In 1985, October officially became breast cancer awareness month to support and promote widespread use of mammography for breast cancer screening. Now, more than thirty years later, with advances in technology and pharmaceuticals, we have seen dramatic improvements in breast cancer detection and survival. Breast reconstruction after breast cancer treatment, in turn, has evolved in concert with increasing breast conservation, and advances in microsurgical techniques have allowed plastic surgeons the ability to offer a myriad of different reconstructive options for optimal results.
Just as breast cancer treatment has become more individualized, options for reconstruction acknowledge that goals for reconstruction for one patient may not be the optimal reconstruction for another. For optimal care, education and access are priorities and cannot be taken for granted. Even with the widespread use of internet searches and online communities, which serve as invaluable sources of knowledge and shared experiences, it's more common than not for patients to present with little to no knowledge of their reconstructive options or the timing of reconstruction as it relates to therapy and recovery.
When we talk about breast reconstruction, we are often referring to reconstruction after mastectomy for breast cancer. In 1995, breast reconstruction rates were reportedly as low as 8%. We have seen that national average rise to somewhere around 60%, with benefits of reconstruction including improved body image, self-esteem, sexuality and quality of life. We have attempted to briefly outline some of the most common reconstructive options and address common questions and misconceptions below.

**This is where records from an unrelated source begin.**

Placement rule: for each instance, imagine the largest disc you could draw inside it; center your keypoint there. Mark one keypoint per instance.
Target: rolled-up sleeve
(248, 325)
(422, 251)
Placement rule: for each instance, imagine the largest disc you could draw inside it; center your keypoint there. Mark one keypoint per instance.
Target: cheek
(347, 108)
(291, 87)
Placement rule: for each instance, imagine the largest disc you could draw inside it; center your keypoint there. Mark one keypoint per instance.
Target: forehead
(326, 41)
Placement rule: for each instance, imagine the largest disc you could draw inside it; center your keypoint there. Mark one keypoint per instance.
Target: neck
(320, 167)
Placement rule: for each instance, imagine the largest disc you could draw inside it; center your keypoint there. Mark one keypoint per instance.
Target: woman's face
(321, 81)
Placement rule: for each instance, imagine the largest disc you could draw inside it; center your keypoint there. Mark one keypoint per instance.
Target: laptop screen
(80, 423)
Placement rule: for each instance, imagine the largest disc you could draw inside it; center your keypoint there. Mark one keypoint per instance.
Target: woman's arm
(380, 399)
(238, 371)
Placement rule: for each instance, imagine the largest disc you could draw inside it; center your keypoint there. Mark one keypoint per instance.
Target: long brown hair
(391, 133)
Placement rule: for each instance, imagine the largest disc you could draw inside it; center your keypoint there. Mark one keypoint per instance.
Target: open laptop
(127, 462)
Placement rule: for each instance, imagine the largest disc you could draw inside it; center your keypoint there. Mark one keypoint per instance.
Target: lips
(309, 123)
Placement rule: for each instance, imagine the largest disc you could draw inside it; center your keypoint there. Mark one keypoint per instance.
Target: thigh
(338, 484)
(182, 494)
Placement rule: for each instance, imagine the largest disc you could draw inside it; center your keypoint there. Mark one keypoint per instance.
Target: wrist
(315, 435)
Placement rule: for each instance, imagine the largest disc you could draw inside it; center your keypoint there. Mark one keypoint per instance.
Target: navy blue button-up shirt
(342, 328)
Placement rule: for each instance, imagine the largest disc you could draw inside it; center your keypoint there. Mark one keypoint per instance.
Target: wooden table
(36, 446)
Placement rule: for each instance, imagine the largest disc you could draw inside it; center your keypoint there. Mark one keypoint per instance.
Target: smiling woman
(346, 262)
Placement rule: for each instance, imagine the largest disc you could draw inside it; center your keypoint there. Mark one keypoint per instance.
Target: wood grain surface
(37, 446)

Most patients choose to have implant-based reconstruction. In 2002, implants surpassed autologous tissue as the more common reconstructive approach. In our hands, with new generation silicone implants, aesthetic results are excellent. This approach usually, but not exclusively, starts with a tissue expander placed partially or fully under the chest muscle and occurs in stages.
Options for well-selected patients can include immediate placement of the final implant or placement of the expander above the muscle (prepectoral) in conjunction with acelluar dermal matrix. In general, the expansion occurs in the office over a period of weeks to months, followed by a second stage with removal of the expanders and replacement with implants. This is often combined with fat grafting, a method where liposuction is used to harvest fat for transplant to the breast for improved symmetry and tissue coverage.
Nipple reconstruction can also be undertaken, techniques of which include the options of skin grafting for areolar reconstruction, surgical reconstruction of the nipple mound and/or 3D tattooing, all of which can give realistic and aesthetically pleasing results.
The other option for total mastectomy reconstruction is autologous tissue-based reconstruction. In other words, this technique is using one's own tissue for breast reconstruction. This traditionally meant taking the back muscle (latissimus) or the abdominal muscle (TRAM) and rotating it with skin and fat onto the chest to recreate the breast mound. With improvements in microsurgical technique, tissue from nearly every part of the body can now be used for autologous reconstruction.
The principle behind all microsurgical breast reconstruction is similar; the tissue to be used for breast reconstruction is isolated on its blood supply, and with the assistance of a microscope, reconnected to blood vessels in the chest. The most common donor site is the abdomen, referred to as DIEP (deep inferior epigastric perforator) breast reconstruction. This technique can be useful in obtaining a more natural look, especially in scenarios where the breast is larger or the nipple is lower hanging (ptotic). This technique often obviates the need to use an implant at all, and patients often refer to it as a "natural" reconstruction, in both feel and appearance. Sometimes, we even reconnect nerves to give sensation to the reconstructed breast with this method. It is also the preferred modality in the setting of radiation, although the majority of patients that undergo reconstruction with an implant have a good result.
The need for a donor site means there is another scar, the operation itself is longer and more involved, and recovery involves a hospital stay of at least 2-3 days and a recovery period that can last a few months.
When cancer surgeons talk about surgery to treat breast cancer, often their goal is breast conservation. In fact, 70-80% of all breast cancers are treated with breast conservation therapy (lumpectomy +/- radiation). Although this approach allows for preservation of breast tissue, subsequent lumpectomy defects can be deforming. In cosmetic breast surgery, we have a multitude of different techniques to reconfigure the breast into an ideal shape and position. This can include volume reduction, lifting and tightening procedures.
Using these skills and principles to plan cancer excision is often referred to as oncoplastic breast surgery and can allow for resection of the cancer and reshaping of the breast at the same time. Volume-replacement techniques with tissue rearrangement can restore symmetry, while volume displacement techniques in conjunction with contralateral breast lifts can restore ideal shape and nipple position.
In each clinic we ask ourselves, what will it take to make our patients feel whole again? The answer is that it takes something different for every patient, and board-certified plastic surgeons are trained to offer this individualized care that patients deserve. The landscape of breast reconstruction is changing. Options are increasing, and while this can increase the complexity of the decision-making process, it also allows us to personalize the reconstructive plan based on the goals and wishes of the patient. This patient-centered, multidisciplinary approach to breast cancer care, with cure of disease and restoration of self, is the ultimate goal.